Nearly half of the Air Force’s 356 Warthogs remain grounded because of wing cracks.Wing cracks take out half of A-10 fleetBy Bruce Rolfsen - Staff writer
Posted : Monday Dec 8, 2008 6:55:46 EST
It will likely take six months before the entire A-10 Thunderbolt fleet is back in the sky, Air Force officials said.
As of early December, 168 attack jets — nearly half the service’s 356 Warthogs — remain grounded because of wing cracks. Those planes should be repaired by June, said Maj. David Ruth, A-10 weapons system team chief at Air Combat Command headquarters, Langley Air Force Base, Va.
The grounding began Oct. 3 after inspectors at Ogden Air Logistics Center in Utah, where A-10s are sent for major overhauls and upgrades, raised concerns about wing cracks.
Inspectors found breaks in both wings near the center panels of the landing gear trunnions.

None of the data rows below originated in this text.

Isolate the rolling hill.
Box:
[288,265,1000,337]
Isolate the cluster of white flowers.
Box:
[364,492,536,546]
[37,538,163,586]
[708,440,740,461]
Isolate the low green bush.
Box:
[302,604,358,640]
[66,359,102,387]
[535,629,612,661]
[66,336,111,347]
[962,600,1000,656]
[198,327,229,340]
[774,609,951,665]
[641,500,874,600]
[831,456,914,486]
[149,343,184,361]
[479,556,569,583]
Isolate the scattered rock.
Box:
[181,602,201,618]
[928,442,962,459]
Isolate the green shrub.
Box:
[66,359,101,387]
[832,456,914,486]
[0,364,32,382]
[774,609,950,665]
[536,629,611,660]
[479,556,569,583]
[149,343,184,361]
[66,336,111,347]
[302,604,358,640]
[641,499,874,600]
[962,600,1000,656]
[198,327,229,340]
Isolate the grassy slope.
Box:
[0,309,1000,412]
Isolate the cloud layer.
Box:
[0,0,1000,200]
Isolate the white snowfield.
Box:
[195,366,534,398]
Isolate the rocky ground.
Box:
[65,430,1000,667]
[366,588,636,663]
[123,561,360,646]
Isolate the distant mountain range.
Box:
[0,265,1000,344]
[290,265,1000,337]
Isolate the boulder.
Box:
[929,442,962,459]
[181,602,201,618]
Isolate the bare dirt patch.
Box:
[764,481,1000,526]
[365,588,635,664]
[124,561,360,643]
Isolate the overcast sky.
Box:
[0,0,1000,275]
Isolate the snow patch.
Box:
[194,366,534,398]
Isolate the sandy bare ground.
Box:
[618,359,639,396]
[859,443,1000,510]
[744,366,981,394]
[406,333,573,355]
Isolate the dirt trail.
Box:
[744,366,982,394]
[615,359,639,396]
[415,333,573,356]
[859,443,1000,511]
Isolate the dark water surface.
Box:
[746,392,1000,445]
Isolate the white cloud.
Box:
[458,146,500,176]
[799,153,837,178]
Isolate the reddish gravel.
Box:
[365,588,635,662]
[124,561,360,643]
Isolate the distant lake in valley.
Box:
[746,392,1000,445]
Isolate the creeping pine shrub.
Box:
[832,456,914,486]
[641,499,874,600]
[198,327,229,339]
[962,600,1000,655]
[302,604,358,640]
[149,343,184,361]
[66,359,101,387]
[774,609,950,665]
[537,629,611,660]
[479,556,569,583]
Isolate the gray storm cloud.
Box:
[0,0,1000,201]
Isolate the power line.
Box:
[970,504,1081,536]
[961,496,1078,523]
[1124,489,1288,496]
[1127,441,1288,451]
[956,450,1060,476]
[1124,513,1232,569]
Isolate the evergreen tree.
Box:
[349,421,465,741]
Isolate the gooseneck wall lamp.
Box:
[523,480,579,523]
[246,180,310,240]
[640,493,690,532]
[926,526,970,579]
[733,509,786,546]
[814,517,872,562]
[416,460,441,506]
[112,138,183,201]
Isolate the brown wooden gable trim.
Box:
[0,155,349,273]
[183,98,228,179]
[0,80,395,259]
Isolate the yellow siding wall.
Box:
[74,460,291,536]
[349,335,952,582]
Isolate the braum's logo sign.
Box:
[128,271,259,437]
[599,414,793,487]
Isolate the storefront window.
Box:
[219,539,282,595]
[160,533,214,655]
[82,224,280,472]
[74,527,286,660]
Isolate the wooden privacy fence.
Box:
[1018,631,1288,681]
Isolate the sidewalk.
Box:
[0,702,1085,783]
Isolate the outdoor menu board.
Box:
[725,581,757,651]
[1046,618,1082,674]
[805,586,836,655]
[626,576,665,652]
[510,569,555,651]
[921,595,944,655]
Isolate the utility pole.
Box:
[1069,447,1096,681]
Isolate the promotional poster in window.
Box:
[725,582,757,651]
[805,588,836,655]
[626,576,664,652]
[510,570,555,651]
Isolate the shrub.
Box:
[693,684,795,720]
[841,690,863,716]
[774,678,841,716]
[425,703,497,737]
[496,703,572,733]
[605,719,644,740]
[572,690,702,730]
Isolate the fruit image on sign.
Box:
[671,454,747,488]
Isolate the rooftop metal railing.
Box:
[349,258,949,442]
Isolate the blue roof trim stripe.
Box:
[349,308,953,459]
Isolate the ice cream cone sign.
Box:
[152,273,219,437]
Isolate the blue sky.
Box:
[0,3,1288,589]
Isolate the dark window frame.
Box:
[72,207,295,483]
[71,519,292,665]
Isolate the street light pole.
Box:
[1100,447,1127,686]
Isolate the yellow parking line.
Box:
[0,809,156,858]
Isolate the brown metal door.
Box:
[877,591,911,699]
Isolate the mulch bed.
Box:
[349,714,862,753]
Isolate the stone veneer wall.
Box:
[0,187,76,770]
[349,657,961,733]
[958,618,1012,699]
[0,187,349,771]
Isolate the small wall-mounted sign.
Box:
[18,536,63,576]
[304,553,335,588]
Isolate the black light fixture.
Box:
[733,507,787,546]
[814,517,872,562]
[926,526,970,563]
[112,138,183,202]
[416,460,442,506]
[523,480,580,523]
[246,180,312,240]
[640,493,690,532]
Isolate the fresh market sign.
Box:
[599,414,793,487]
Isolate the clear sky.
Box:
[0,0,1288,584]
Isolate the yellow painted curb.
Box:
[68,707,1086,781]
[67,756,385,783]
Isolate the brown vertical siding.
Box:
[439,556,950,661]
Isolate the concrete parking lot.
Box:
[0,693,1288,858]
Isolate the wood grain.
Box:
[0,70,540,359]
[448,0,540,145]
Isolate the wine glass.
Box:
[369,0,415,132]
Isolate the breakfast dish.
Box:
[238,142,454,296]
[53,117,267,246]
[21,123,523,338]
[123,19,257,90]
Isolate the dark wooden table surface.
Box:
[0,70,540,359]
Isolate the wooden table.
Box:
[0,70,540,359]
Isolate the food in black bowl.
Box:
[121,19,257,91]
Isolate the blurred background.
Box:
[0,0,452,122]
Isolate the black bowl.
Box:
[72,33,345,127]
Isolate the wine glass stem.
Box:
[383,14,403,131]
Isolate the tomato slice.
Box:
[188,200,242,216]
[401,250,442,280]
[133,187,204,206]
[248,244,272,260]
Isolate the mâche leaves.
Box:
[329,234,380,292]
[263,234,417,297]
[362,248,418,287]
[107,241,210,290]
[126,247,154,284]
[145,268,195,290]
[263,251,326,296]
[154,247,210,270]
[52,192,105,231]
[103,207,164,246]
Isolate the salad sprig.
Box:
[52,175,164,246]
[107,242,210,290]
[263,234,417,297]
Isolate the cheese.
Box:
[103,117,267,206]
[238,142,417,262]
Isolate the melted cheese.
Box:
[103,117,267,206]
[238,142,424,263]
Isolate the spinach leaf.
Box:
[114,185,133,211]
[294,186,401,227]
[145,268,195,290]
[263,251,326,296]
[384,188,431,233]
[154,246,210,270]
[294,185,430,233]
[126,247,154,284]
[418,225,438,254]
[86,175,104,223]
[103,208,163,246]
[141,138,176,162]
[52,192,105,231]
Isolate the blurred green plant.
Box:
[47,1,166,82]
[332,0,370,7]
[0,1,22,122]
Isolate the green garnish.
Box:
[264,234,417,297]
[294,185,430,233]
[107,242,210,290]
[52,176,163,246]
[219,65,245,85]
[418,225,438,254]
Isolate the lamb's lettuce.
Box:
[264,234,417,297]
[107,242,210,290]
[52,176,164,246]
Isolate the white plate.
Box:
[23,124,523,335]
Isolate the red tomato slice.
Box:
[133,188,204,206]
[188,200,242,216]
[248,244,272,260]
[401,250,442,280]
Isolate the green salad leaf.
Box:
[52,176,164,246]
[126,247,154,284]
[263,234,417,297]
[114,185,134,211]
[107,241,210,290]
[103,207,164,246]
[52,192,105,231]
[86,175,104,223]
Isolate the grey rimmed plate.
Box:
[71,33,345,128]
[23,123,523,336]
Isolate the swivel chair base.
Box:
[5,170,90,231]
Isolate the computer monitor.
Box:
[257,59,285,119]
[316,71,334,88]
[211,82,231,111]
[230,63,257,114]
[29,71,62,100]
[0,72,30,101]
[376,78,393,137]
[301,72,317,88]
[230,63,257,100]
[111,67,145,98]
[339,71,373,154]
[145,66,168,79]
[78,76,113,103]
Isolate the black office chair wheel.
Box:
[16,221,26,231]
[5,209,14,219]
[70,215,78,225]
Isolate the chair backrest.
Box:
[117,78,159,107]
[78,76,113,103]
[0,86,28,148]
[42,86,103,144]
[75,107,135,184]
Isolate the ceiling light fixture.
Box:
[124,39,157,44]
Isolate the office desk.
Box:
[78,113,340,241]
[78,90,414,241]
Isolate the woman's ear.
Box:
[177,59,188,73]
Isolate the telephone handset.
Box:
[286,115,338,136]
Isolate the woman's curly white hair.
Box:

The cracks were inside a portion of the wing where base-level maintainers rarely check.
Those concerns resulted in the Oct. 3 grounding order for 129 jets and a mandate to inspect other A-10s. Additional inspections and concerns about planes not covered by the Oct. 3 order pushed the total higher, reaching 191 jets in mid-November. Repairs and completed checks reduced the number of grounded jets to 168.